Cuento 11 de 52

Written by Edgar Rodriguez on Tuesday, December 23, 2014 at 8:39 PM

 “Write a short story every week.  It's not possible to write 52 bad short stories in a row.” 

 Bradbury


BRINCOLINES DE LA MUERTE


José tomó un sorbo de ponche con 'piquete' y se llevó la mano derecha a la bolsa del pantalón; además del alcohol, el frío le inducía a fumar, pero no podía, no en ese lugar, aún no. Miró de reojo a María, su esposa, quien adivinó su intención, por eso movía la cabeza de un lado a otro, negativamente. Estaban sentados cerca de los juegos infantiles, eran alrededor de las siete de la noche, la posada estaba en su esplendor; los puestos de comida lucían filas largas,los villancicos se repetían tortuosamente, todos parecían felices. Casi todos, menos algunos niños.

Desde que llegaron al lugar, una secundaria privada donde José daba clases de literatura,  ambos habían visto los dos brincolines: eran viejos, estaban parchados, mal inflados, colocados en lugares inseguros. Los niños, con su usual ingenio, no tardaron en llamarlos "los brincolines de la muerte". No pocos de los pequeños se mostraban temerosos a la hora de subirse a los 'juegos'. El espectáculo de los infantes, con sus ojos de terror, sus pasos inseguros y sus gritos al caer, estremecían a José, quien era incapáz de reprimir el impulso de correr a recogerlos cada vez que alguno se caía. Pero María no lo dejaba.

Cuando iban a la mitad del ponche vieron a una niña rubia, rubicunda, con rizos, ojo claro; salió berreando de uno de los brincolines y se dirigió a ellos. La menor tendría unos siete años, tenía el rostro rojo, bañado en lágrimas. Detrás de ella iba otra niña más pequeña, delagada, tez morena, cabello largo, mirada maliciosa.

—¿Qué sucede pequeña? —preguntó José a la niña rolliza en tono gentil.

—Es que..... es que..... en el brincolín de allá están robando niños —dijo entre berridos mientras señalaba el brincolín del cual había salido.

José y María intercambiaron miradas, sonrieron de soslayo, bebieron otro sorbo de ponche.

—Eso no es cierto pequeña, ¿por qué dices eso? —le susurró María   suavemente mientras le frotaba el hombro, tratando de calmarla.

—¡Sí es cierto! ¡Allá están robando niños, allá están robando niños! —la niña más pequeña gritó con estruendo y luego sonrió al comprobar como sus gritos surtían efecto, la otra menor volvía a llorar copiosamente, temblaba.

José se llevó el dedo índice a los labios para ordenar silencio a la más pequeña.
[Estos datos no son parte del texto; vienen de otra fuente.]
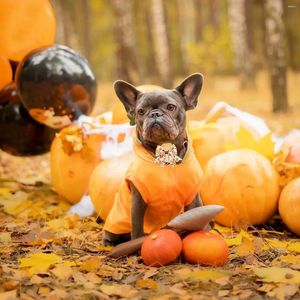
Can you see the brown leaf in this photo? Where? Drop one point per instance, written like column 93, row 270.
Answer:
column 11, row 295
column 123, row 290
column 62, row 272
column 92, row 264
column 146, row 284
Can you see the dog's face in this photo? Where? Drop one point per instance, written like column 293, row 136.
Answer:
column 160, row 115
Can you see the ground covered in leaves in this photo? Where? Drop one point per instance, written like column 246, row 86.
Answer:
column 46, row 253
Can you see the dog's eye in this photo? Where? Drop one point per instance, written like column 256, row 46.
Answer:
column 141, row 111
column 171, row 107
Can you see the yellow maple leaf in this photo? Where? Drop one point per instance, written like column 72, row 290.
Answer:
column 201, row 275
column 264, row 146
column 39, row 262
column 277, row 274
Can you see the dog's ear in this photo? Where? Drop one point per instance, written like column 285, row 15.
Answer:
column 190, row 89
column 128, row 94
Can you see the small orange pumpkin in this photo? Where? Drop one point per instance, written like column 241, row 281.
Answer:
column 205, row 248
column 161, row 248
column 105, row 181
column 289, row 205
column 245, row 183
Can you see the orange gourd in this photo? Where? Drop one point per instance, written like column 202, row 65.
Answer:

Con su mano izquierda sobaba el otro brazo de la llorona. La pareja hacía simultáneamente ruidos tranquilizadores, tarareaban tonadas, buscaban relajar a la niña rubia. Apenas lograban calmarla un poco, la otra atacaba nuevamente, inmisericorde.

—Además, a los niños que se roban les cortan la cabeza y los brazos y les sacan los órganos...

José la interrumpió de golpe, le puso la palma de la mano en la boca y le indicó que se fuera.

—No hagas caso dulce —le dijo María a la niña rubia— ¿Dónde están tus papás?

—Mi mamá fue por algo de comer, por allá —la niña señaló una de las filas largas donde la gente esperaba por su turno para recibir un par de tacos al pastor— pero ya tardó mucho —y comenzó a llorar de nuevo.

José la abrazó suavemente, le acercó el vaso de ponche para que le diera un sorbito y la cobijó con una manta azul rey que María sacó de su bolsa de mano. Mientras tanto ella susurraba un canción al oído de la niña. La rubia cabeceó, dio pequeños sorbos de ponche y su llanto se fue apagando hasta convertirse en un siseo apenas perceptible; finalmente, cayó dormida.

La pareja esperó unos minutos, terminó su ponche y salió de la escuela con la niña dormida sobre el hombro de José. Este prendió un cigarro justo cuando cruzaban la puerta y abordaban un taxi sin placas que los esperaba frente al colegio.